A second approach is based on GPS-enabled smartphones, leveraging the fact that increasing numbers of smartphones or PDAs come with GPS as a standard feature. This technique can provide more accurate location information, and thus more accurate traffic data such as speeds and/or travel times. Additional quantities can potentially be obtained from these devices, such as instantaneous velocity, acceleration, and direction of travel. Fontaine and Smith (2007) used cell phone for traffic monitoring purposes, and mentioned the need of having a GPS-level accuracy for position to compute reasonable estimates of travel time and speed. Yim and Cayford, 2001, Yim, 2003 concluded that if GPS-equipped cell phones are widely used, they will become more attractive and realistic alternative for traffic monitoring. GPS-enabled mobile phones can potentially provide an exhaustive spatial and temporal coverage of the transportation network when there is traffic, with a high positioning accuracy achieved by a GPS receiver. Some concerns regarding this technology include the need of a specifically designed handset, and the fact that the method requires each phone to send information to a center (Rose, 2006, Qiu et al., 2007), which could potentially increase the communication load on the system and the energy consumption of the handset.8 Another issue is the knowledge of vehicle position and velocity provided by this technology, which needs to be used in a way which does not infringe privacy.
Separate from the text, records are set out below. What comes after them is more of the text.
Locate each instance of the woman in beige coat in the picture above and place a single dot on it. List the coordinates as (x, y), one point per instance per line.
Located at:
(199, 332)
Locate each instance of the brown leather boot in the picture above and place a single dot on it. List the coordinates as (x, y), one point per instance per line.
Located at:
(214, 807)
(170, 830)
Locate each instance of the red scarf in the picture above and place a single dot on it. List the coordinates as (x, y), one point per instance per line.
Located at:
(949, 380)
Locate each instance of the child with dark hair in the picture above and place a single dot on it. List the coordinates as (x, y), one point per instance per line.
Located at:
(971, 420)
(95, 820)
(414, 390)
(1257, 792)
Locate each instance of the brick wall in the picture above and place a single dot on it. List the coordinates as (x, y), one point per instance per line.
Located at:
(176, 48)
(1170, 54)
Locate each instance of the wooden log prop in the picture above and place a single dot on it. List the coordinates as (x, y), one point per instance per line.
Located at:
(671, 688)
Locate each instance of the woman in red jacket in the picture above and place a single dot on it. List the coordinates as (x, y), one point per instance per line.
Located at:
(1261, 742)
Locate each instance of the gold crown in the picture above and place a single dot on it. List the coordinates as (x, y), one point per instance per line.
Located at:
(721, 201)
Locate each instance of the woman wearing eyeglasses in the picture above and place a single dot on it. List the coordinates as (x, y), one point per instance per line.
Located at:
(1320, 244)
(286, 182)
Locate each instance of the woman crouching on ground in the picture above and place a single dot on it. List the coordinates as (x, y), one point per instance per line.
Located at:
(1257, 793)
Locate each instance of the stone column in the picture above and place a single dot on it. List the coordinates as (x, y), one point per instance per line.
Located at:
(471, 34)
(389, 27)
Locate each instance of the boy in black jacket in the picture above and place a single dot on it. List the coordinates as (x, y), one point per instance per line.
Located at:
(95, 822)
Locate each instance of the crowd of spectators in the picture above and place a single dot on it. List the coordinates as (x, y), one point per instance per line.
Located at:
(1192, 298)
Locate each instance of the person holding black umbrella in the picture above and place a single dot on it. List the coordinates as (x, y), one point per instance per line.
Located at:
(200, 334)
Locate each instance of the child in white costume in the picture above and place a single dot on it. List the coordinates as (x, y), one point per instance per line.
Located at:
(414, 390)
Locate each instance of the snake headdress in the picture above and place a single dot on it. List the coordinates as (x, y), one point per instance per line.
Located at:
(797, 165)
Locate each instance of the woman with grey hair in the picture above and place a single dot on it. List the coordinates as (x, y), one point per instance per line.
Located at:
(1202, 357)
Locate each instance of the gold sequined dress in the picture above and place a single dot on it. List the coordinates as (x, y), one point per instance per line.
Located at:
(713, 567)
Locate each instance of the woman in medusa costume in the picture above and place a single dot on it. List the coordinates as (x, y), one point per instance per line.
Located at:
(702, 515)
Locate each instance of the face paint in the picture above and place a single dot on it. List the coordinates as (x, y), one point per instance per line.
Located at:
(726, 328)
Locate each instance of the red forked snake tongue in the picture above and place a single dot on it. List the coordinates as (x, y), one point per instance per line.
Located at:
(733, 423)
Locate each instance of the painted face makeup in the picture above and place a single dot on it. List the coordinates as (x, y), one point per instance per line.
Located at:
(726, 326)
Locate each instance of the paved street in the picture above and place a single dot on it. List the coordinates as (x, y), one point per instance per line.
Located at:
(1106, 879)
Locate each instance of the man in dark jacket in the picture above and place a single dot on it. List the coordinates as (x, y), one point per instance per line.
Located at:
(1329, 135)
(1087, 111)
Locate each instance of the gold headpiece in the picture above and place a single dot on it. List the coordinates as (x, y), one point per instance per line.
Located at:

The impact of these concerns (communication load, handset energy consumption, and privacy) can be handled with the appropriate sampling strategy. Sampling GPS data in the transportation network can be handled in at least two ways:

  • Temporal sampling: Equipped vehicles report their information (position, velocity, etc.) at specific time intervals T, regardless of their positions.

  • Spatial sampling: Equipped vehicles report their information (time, velocity, etc.) as they cross some spatially defined sampling points. This strategy is similar to the one used by inductive loop detectors, RFID transponders or license plate readers, in which data are obtained at fixed locations. It has the advantage that the phone is forced to send data from a given location of interest.

From a traffic estimation perspective, it is desirable to have a substantial amount of information available. Therefore, with a satisfying GPS accuracy, small T or very closely placed fixed measurements would yield more accurate estimates of traffic. However, these objectives conflict with the communication load constraints and privacy preservation.

As suggested in the literature (Ygnace et al., 2000, Yim, 2003, Qiu et al., 2007, Krause et al., 2008), field tests are needed to assess the potential of new technologies such as GPS-enabled mobile phones. Test deployments to assess the potential of traffic monitoring using cell phones go back to the advent of GPS on phones. In particular, the study of Demers et al. (2006) investigates the deployment of 200 vehicles for an extended period of three months and the potential data which can be gathered from it. As appears in light of that study, one of the main issues in experiments or pilot tests is the problem of penetration, i.e. percentage of vehicles equipped vs. total number of vehicles on the road.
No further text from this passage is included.